Case Study: South Africa. HSAs (called Medical Savings Accounts) emerged in the 1990s in Nelson Mandela's South Africa and have now captured more than half the market for private health insurance there. Since the South African government never passed a law dictating an HSA design, their plans developed in a relatively free market. The South African "free market HSAs" are different, and in some ways more attractive, than what we have in this country. For example, one of the most popular plans there offers first-dollar insurance coverage for most hospital procedures - on the theory that hospitalized patients have little opportunity to make choices, and discretion is not appropriate in that setting in any event. A high deductible applies to "discretionary" expenses, however, including most services delivered in doctors' offices.

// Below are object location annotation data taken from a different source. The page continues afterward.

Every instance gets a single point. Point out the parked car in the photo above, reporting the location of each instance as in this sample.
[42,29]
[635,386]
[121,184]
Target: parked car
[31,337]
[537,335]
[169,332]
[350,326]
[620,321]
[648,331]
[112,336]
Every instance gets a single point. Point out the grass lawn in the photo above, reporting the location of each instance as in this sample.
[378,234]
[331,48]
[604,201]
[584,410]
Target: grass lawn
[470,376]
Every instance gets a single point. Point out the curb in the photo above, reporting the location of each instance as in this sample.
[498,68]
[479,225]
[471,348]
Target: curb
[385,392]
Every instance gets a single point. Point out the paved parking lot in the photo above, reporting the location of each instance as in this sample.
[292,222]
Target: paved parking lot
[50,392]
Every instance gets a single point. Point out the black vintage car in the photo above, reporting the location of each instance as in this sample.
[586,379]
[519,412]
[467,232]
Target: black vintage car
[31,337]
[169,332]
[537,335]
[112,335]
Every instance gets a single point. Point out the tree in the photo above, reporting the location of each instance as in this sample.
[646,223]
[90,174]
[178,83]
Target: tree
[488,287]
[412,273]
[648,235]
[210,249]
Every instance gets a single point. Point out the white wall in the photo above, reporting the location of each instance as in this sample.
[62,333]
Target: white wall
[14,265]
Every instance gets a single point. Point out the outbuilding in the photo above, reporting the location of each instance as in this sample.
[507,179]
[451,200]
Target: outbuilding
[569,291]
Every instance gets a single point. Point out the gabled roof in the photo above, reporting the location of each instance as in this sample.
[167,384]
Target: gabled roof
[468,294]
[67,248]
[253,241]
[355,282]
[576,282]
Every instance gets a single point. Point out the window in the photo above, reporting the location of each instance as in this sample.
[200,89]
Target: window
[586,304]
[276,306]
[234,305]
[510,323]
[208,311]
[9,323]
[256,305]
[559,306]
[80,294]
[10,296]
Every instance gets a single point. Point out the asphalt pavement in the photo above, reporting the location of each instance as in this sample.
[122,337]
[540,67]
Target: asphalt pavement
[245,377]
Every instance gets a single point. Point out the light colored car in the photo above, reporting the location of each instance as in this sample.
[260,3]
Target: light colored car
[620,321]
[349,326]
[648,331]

South Africa's more flexible approach also allows more sensible drug coverage. While a high deductible applies to most drugs, a typical plan pays from the first dollar for drugs that treat diabetes, asthma and other chronic conditions. The reason is obvious: It would be counter-productive to encourage patients to skimp on drugs that prevent more expensive-to-treat conditions from developing.

Conclusion

Ideal reform in this country would allow unlimited contributions to HSAs and permit such accounts to wrap around third-party insurance - paying for any expense the insurance plan does not pay. Barring that, we should at least allow flexible deductibles and risk-rated deposits to HSAs.